Dans les ruelles de l’ancienne médina d’Essaouira, l’ambiance est pleine de joie. Les sourires des festivaliers ajoutent une touche spéciale au décor multicolore que proposent les commerces, les vendeurs ambulants ou encore les groupes improvisés de musiciens amateurs qui n'hésitent pas à faire le spectacle.

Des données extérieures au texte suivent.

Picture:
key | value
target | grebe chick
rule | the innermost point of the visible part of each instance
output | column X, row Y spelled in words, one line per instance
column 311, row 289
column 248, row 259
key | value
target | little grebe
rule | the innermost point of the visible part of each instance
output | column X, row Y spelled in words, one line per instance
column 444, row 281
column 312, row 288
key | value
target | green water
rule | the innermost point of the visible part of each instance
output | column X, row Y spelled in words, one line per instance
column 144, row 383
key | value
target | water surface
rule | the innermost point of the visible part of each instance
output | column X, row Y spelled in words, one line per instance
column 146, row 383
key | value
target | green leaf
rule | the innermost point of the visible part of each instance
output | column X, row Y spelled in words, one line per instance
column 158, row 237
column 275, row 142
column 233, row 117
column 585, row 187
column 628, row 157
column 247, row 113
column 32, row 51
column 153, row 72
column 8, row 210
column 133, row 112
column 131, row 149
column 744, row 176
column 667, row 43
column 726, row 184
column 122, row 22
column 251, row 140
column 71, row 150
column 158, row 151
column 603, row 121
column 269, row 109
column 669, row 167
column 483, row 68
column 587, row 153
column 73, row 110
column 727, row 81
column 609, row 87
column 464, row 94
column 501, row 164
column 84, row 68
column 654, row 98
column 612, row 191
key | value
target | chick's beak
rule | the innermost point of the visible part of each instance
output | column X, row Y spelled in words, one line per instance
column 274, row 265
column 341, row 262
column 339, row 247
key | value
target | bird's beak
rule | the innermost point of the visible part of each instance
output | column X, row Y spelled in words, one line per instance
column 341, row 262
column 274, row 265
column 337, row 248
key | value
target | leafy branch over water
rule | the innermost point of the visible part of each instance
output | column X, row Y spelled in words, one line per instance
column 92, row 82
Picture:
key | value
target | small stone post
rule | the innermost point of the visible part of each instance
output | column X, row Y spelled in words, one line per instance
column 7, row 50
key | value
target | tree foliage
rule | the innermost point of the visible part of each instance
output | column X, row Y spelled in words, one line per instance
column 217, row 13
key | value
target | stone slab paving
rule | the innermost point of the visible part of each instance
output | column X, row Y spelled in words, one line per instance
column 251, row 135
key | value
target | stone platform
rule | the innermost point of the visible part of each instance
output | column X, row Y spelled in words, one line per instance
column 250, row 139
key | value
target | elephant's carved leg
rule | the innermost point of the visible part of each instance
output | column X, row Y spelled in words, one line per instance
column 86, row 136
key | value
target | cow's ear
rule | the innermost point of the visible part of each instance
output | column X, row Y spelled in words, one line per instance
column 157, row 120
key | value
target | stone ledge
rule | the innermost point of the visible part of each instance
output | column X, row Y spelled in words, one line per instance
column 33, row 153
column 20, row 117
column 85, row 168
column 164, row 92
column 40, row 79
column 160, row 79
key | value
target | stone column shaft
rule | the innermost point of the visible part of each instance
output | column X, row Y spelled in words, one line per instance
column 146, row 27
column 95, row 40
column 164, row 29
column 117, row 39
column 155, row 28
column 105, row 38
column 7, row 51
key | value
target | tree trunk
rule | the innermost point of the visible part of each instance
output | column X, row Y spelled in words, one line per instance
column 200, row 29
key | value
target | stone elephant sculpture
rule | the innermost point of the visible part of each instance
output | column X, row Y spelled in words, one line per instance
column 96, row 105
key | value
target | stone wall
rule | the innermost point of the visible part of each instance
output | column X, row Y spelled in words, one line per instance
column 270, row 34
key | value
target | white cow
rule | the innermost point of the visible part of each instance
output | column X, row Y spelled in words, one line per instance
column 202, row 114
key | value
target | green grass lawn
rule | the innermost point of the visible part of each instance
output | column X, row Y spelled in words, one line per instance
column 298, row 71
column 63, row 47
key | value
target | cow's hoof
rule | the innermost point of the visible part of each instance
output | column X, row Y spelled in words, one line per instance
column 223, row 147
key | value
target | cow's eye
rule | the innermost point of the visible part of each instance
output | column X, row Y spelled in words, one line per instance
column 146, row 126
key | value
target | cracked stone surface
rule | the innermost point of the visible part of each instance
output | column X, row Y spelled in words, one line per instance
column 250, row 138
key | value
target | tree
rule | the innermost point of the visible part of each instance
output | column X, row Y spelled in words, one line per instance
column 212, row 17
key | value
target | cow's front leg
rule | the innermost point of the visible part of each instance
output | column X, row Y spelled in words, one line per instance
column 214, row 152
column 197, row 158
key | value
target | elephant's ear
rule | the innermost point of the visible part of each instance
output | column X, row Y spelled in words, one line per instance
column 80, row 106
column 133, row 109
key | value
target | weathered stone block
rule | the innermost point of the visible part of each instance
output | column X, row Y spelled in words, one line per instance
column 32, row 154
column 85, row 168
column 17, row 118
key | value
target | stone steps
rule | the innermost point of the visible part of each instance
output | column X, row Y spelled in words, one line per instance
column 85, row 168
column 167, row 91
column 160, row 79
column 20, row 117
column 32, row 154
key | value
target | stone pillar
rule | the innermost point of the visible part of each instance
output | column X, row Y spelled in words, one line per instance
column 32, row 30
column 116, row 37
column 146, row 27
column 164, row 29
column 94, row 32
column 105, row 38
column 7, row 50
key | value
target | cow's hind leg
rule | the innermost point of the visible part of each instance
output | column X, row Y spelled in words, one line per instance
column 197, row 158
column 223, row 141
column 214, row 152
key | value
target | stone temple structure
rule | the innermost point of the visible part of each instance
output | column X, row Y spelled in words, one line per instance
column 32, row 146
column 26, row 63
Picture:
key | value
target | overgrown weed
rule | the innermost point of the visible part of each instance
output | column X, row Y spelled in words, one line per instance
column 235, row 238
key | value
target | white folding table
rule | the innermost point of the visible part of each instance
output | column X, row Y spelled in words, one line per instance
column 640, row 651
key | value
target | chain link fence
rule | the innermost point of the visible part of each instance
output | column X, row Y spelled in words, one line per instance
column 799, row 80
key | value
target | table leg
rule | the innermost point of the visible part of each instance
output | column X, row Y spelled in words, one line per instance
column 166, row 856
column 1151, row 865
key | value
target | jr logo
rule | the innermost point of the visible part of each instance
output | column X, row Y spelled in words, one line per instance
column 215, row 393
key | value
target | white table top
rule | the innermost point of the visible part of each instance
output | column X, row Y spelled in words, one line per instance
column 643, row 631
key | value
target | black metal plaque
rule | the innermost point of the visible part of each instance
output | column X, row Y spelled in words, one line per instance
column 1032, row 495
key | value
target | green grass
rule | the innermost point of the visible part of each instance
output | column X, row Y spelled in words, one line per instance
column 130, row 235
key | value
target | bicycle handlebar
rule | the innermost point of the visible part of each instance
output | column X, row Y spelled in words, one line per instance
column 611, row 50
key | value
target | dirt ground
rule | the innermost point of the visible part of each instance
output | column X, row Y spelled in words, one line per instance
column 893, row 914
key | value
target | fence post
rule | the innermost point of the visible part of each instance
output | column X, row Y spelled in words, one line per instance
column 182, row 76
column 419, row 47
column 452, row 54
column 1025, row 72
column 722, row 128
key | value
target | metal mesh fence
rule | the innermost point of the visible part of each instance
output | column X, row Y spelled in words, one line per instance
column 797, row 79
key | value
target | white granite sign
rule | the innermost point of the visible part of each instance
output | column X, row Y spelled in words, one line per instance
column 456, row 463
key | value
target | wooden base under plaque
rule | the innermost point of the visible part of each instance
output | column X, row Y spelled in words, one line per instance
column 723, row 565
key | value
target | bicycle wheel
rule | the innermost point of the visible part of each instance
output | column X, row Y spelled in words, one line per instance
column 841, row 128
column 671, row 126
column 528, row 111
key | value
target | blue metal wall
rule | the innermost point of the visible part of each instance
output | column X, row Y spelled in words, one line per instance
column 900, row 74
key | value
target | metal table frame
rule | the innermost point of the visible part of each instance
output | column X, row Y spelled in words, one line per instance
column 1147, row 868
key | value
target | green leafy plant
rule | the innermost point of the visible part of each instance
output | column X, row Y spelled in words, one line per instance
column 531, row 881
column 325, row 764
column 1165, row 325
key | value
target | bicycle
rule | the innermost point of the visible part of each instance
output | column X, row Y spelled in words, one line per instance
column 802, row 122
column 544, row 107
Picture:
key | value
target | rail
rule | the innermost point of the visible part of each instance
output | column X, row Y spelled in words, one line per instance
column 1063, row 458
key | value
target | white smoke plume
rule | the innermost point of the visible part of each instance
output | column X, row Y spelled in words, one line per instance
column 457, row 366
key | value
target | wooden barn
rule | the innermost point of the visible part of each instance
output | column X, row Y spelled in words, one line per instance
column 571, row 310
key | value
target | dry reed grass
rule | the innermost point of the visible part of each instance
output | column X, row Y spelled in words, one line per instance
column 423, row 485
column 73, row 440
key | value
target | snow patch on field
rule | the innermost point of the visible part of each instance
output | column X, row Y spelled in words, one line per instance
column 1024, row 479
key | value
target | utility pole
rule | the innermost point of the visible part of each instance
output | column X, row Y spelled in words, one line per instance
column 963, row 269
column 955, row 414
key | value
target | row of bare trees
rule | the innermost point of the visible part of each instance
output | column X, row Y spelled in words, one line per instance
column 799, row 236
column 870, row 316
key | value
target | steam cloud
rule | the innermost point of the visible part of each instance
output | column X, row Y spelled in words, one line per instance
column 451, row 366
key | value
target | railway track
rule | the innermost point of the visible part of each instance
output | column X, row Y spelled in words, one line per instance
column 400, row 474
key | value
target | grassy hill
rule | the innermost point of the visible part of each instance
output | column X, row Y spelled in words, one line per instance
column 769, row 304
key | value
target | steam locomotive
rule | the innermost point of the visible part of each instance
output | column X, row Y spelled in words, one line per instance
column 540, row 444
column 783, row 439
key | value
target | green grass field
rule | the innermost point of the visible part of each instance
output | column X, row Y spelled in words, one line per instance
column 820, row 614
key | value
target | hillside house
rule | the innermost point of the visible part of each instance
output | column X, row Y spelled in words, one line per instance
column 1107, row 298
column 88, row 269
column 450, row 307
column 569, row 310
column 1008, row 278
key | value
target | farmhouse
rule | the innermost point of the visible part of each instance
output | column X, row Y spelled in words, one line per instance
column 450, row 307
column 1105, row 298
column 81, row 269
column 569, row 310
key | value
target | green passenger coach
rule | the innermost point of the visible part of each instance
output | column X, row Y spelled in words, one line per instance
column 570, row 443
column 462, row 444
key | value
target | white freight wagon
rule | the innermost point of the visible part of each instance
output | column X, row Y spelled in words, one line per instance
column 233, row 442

«On a l’impression que le temps s'arrête quand on est à Essaouira», affirme Catherine, une quadragénaire qui habite à Paris et qui est accompagnée par son mari, Fabrice. «Ce qui est poignant, au-delà de l’ambiance et le festival, c’est le sentiment de sécurité que l’on ressent ici. On peut se balader jusqu'à 5 heures du matin dans l’ancienne Médina ou même à la plage sans être inquiété par quoi que ce soit», renchérit Fabrice au micro d’Arab News en français.
En effet, un impressionnant dispositif sécuritaire a été déployé à l’occasion de cette 24e édition. Police, gendarmerie, protection civile: les différents services qui assurent la sécurité ont quadrillé la ville d’Essaouira pour le bien-être des festivaliers. Malgré leur présence massive, notamment aux abords des sites importants, à l'instar de celui de la plage ou de la scène Moulay-Hassan, ils se fondent dans le décor et n’ont eu à intervenir qu’en de très rares occasions.
Quatre ans après sa dernière édition sous son format original, le festival Gnaoua d’Essaouira, porté par ses organisateurs, a réussi le défi d’offrir au monde l’un de ses meilleurs programmes. Avec une programmation musicale de haut niveau, une organisation réglée au métronome, le public n’attend qu’une chose : le prochain rendez-vous, qui marquera les vingt-cinq ans du festival.